La risposta pare negativa
La Corte di Cassazione, con la sentenza n.20933, depositata il 30.6.2022, accoglierà il ricorso di una contribuente, la quale nella qualità di erede dopo aver presentato un’istanza di collaborazione ai sensi della legge 168/2014 (voluntary disclosure) si era opposta al pagamento dell’imposta integrativa sulle successioni, eccependo l’intervenuta decadenza della pretesa, in quanto l’avviso era stato notificato nell’ottobre 2016, a fronte di un pagamento effettuato -come dedotto in ricorso, senza contestazioni sul punto, nel giugno 2013.

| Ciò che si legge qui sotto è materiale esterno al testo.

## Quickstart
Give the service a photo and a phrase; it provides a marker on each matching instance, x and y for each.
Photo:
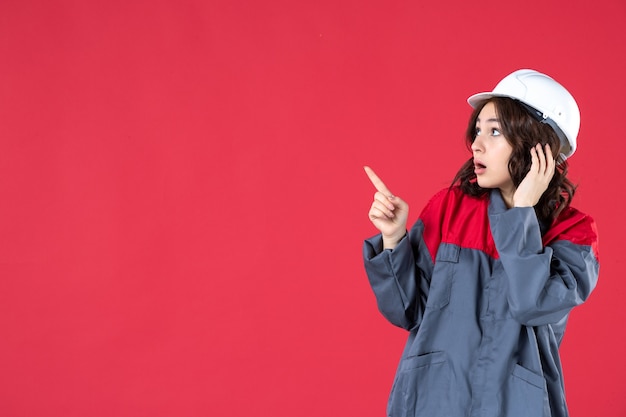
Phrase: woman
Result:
(486, 278)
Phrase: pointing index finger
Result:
(380, 186)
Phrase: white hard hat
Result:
(550, 103)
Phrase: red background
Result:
(183, 201)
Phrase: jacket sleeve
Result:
(545, 281)
(400, 277)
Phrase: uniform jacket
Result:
(485, 296)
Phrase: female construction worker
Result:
(486, 278)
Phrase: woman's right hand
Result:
(388, 213)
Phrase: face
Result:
(491, 152)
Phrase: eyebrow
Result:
(493, 119)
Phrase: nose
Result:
(477, 145)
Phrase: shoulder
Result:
(574, 226)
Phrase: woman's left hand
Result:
(538, 178)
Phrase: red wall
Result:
(183, 201)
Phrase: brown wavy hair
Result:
(523, 131)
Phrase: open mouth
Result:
(479, 168)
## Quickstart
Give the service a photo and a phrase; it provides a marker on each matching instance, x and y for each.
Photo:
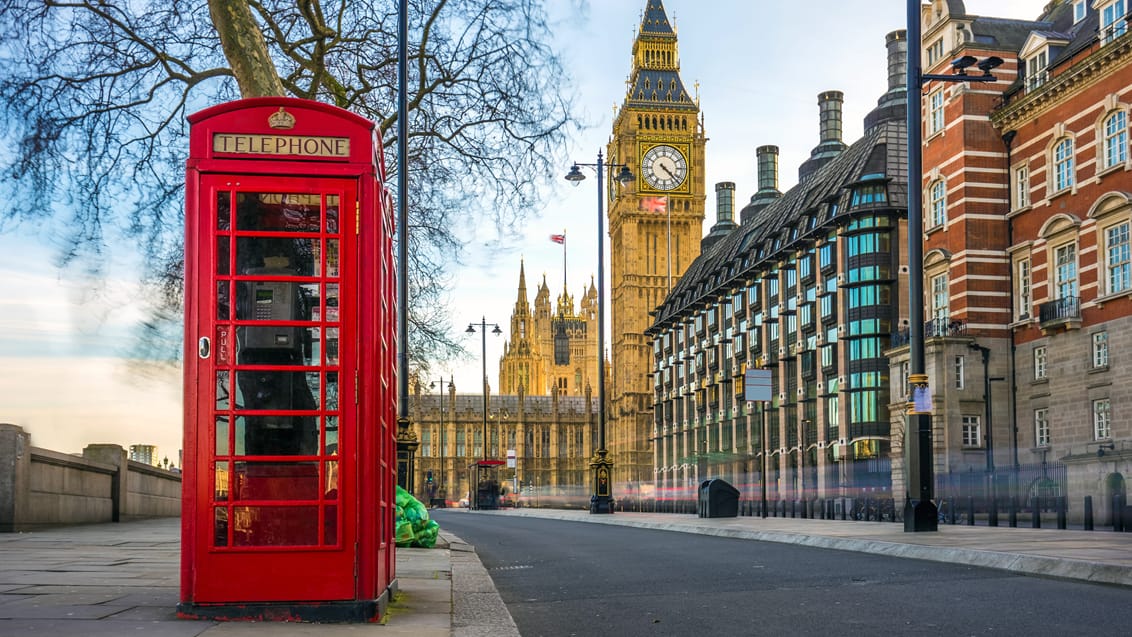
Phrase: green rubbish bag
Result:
(413, 526)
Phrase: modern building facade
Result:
(1034, 203)
(550, 439)
(659, 131)
(550, 345)
(807, 287)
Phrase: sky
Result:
(757, 66)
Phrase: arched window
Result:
(937, 204)
(1116, 139)
(1063, 165)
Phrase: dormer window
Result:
(935, 52)
(1037, 69)
(1113, 20)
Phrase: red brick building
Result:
(1028, 250)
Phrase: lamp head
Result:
(959, 65)
(989, 63)
(575, 175)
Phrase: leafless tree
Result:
(94, 96)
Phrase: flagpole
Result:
(668, 211)
(564, 260)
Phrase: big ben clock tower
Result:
(659, 132)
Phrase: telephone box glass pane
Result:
(223, 209)
(275, 481)
(332, 258)
(223, 247)
(223, 307)
(276, 212)
(221, 435)
(331, 525)
(277, 256)
(275, 526)
(221, 478)
(331, 491)
(222, 390)
(275, 300)
(276, 436)
(332, 302)
(332, 345)
(332, 436)
(332, 390)
(332, 213)
(220, 526)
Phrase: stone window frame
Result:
(1102, 419)
(1117, 26)
(1111, 211)
(936, 121)
(1020, 186)
(1113, 108)
(971, 431)
(1098, 350)
(1042, 436)
(937, 203)
(1062, 152)
(1040, 355)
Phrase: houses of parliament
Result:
(546, 410)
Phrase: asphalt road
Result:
(560, 578)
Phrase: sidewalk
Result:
(116, 578)
(111, 579)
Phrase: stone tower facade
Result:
(658, 131)
(550, 345)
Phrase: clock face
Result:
(665, 168)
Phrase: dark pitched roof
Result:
(737, 254)
(653, 87)
(654, 20)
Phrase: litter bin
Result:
(718, 499)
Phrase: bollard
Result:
(1117, 523)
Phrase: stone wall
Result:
(40, 488)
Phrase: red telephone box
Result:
(290, 414)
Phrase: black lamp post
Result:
(443, 490)
(920, 514)
(601, 500)
(483, 388)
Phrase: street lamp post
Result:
(601, 500)
(920, 514)
(483, 387)
(443, 491)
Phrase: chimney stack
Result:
(725, 215)
(829, 104)
(893, 104)
(768, 182)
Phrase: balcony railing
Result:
(932, 329)
(1066, 309)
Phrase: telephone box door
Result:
(276, 431)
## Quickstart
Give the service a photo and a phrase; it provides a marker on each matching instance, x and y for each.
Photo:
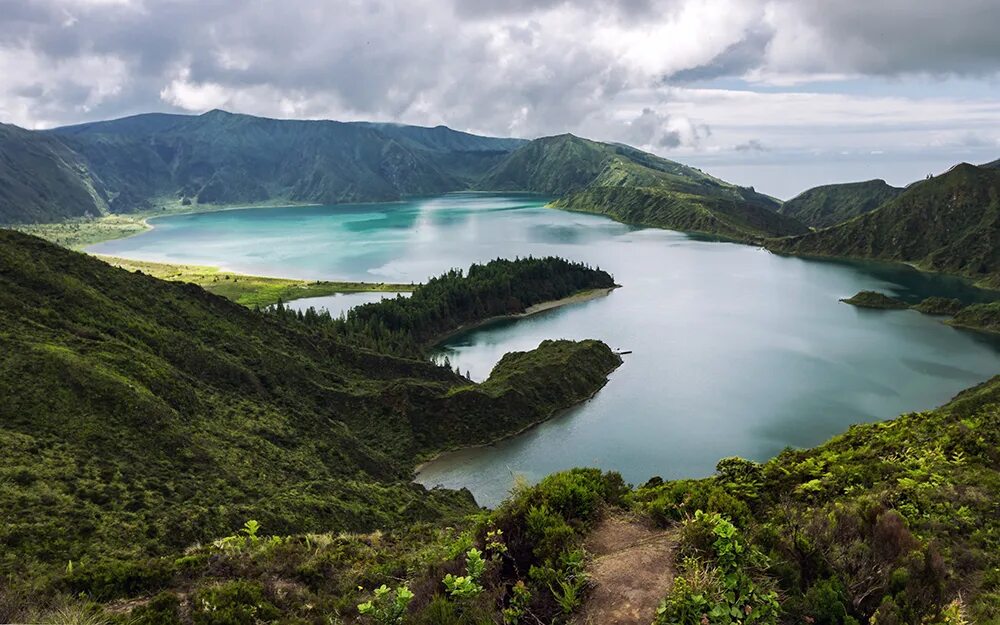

La contribuente erede sosteneva infatti che l’avviso di rettifica e liquidazione era da considerarsi fuori termine, osservando che la voluntary disclosure era diretta soltanto a regolarizzare la posizione reddituale e ciò doveva ritenersi cosa diversa dalla dichiarazione anche integrativa di successione e che pertanto non poteva concludersi che con la predetta istanza la contribuente stessa avesse manifestato alcuna volontà di voler corrispondere il tributo successorio integrativo per effetto del rientro dei capitali detenuti all’estero.
Di conseguenza, non potendosi equiparare la disclosure ad una dichiarazione di successione integrativa, l'ufficio avrebbe dovuto accertare e rettificare la dichiarazione entro il termine di tre anni dalla data di presentazione della dichiarazione della successione o della dichiarazione sostitutiva o integrativa ovvero due anni dal pagamento dell'imposta principale come previsto dall'articolo 27 del D.lgs. 346/1990 (T.U. delle disposizioni concernenti l'imposta sulle successioni e donazioni).
La Corte di Cassazione quindi accoglierà il ricorso proposto dalla contribuente erede, precisando che l’istanza di regolarizzazione non può valere come dichiarazione di successione, poiché l’art. 28, comma 3, del D.lgs. 346/1990 richiede, a pena di nullità, che essa venga redatta su stampato fornito dall’ufficio.
Nel caso specifico, erano spirati i termini per richiedere il tributo successorio in quanto nell’avviso notificato alla ricorrente ed oggetto di impugnazione (per come trascritto, senza contestazioni sulla esattezza della trascrizione) si operava una rettifica della dichiarazione integrativa dell’ 11 aprile 2013, muovendo dal fatto storico della rivelazione di beni detenuti all’estero (quelli indicati nella voluntary disclosure) e contestando la “infedele dichiarazione di successione (in quanto priva di beni esteri)”… “senza aver presentato una dichiarazione di successione integrativa di quella incompleta”.
Pertanto, pur se in detto avviso l'amministrazione finanziaria invocava il comma secondo dell'art. 27 cit., la fattispecie in esso descritta corrispondeva a quella di cui al comma terzo della norma (rettifica dichiarazione infedele), notificato nell'ottobre 2016.
L'oggetto del contendere pertanto era l'avviso di rettifica e liquidazione della dichiarazione di successione integrativa presentata in data 11 aprile 2013 ed è con riferimento alla sua motivazione alla sua causa petendi che doveva valutarsi la tempestività e legittimità della azione accertativa. Inteso quale rettifica, ai sensi del comma 3 dell’art. 27 del T.U., della dichiarazione integrativa dell’aprile 2013, l’avviso è da ritenersi fuori termine perchè notificato nell'ottobre 2016, a fronte di un pagamento effettuato nel giugno 2013.